Lawful wedded wife (?)

Benneth and I sat around on the Yambio airstrip awaiting my bush plane back to Juba. The runway is of marram (red earth), which adds an element of excitement to any landing.

It would be fascinating, and time-consuming, to construct South Sudanese family trees. Multiple wives are common, as is divorce, although the term divorce I think is also used for a relationship split (a reason given was 'if they are disorganising or misunderstanding you'). Child production starts young and you'd be hard pressed to find a country with a higher average number of children born per woman.

Benneth has four surviving children, two boys and two girls, born between 1995 and 2006. He has variously told us that he himself was born in 1970, 1971, and that he is 30 years old. We are aware that mathematics/numbers/dates are not his forte.
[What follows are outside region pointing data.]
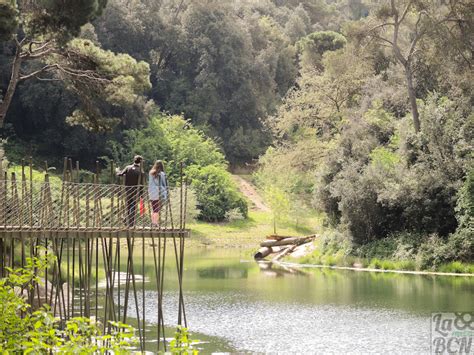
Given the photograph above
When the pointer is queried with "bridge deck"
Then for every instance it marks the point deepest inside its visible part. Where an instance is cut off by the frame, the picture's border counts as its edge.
(83, 232)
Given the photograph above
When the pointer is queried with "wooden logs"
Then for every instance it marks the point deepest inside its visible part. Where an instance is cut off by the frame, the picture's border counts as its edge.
(287, 241)
(282, 246)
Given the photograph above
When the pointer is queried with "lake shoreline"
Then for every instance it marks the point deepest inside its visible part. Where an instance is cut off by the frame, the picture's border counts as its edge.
(409, 272)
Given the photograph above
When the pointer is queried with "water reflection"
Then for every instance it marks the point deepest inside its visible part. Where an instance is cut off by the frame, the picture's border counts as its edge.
(221, 273)
(273, 269)
(269, 307)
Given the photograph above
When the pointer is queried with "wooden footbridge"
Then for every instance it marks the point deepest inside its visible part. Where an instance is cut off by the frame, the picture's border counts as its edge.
(100, 236)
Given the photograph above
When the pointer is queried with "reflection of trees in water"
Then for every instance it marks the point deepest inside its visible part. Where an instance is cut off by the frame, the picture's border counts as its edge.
(222, 273)
(276, 269)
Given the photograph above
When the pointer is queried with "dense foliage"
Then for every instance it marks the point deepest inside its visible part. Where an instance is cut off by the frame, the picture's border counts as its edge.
(225, 65)
(174, 140)
(27, 330)
(367, 105)
(350, 141)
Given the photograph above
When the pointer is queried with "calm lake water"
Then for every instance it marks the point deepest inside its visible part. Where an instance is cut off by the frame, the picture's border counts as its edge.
(234, 304)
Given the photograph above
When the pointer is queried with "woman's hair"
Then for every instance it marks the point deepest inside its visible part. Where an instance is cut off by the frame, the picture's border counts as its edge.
(157, 168)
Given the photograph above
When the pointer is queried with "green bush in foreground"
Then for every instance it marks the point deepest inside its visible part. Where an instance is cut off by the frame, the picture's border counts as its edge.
(23, 330)
(216, 192)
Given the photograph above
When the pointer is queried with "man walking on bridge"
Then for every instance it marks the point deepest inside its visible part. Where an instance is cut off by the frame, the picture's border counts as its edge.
(133, 178)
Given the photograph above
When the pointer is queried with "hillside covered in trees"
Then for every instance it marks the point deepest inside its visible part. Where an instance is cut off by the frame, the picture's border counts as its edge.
(359, 109)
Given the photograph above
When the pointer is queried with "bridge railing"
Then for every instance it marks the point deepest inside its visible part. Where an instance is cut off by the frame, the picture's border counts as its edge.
(68, 205)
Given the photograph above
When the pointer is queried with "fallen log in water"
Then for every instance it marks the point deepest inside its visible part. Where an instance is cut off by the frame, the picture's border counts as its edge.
(285, 251)
(283, 246)
(265, 251)
(287, 241)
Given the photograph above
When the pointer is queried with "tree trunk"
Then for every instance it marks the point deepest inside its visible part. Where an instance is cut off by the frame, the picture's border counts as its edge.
(14, 79)
(412, 96)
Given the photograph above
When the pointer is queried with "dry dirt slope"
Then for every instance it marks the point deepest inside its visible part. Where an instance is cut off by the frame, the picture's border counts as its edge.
(251, 193)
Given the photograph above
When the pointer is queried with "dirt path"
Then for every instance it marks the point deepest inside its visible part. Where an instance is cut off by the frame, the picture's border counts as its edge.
(251, 193)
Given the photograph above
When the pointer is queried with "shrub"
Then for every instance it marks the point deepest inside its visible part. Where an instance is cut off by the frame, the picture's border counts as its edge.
(408, 265)
(375, 263)
(217, 193)
(39, 331)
It doesn't sound like he's had polygamous marriages but he calls his current wife his third. In the UK I think some 'wives' here would be termed common-law partners. When you live with someone and start paying the dowry to her family, which can take years, you forego a refund on it if you split after having children. If no children are produced and you decide to split, it's accepted that the dowry should be repaid to the man. If this isn't a system that perpetuates the view of women as mere babymakers, I don't know what is.

It took Benneth a while to remember the name of his first wife who was the mother of his two oldest, and who died in 1998 while they were refugees in Uganda. Benneth has also spent time as a refugee in Congo during another long period of instability.

His second wife, the mother of his two daughters, lives in his hometown of Maridi closer to the capital, and they divorced because of 'misunderstandings'. Women are also allowed to push for divorce. One of the daughters is with him in Yambio and she herself has a daughter called Winnie, born in 2010.

His oldest son who quit school to trade sugar in the market has two children with a Congolese woman. One of the children was born in late 2016 and I couldn't figure out whether Benneth couldn't remember the name of his latest grandchild, or it hadn't been given one yet. The son and the Congolese mother have very recently 'divorced' with her going back to Congo. I am told the children will visit.

His current wife of 12 years, Margaret, who he talks fondly of, is unable to have children.

On the surface there is very little to compare of the institutions of family life and marriage between the UK and South Sudan. Yet because human nature is essentially the same the world over, if social systems in the UK made flexible 'marriages' and multiple partners more acceptable, and poverty forced larger groups of family members to live together, I think we'd end up with similar setups to Benneth's.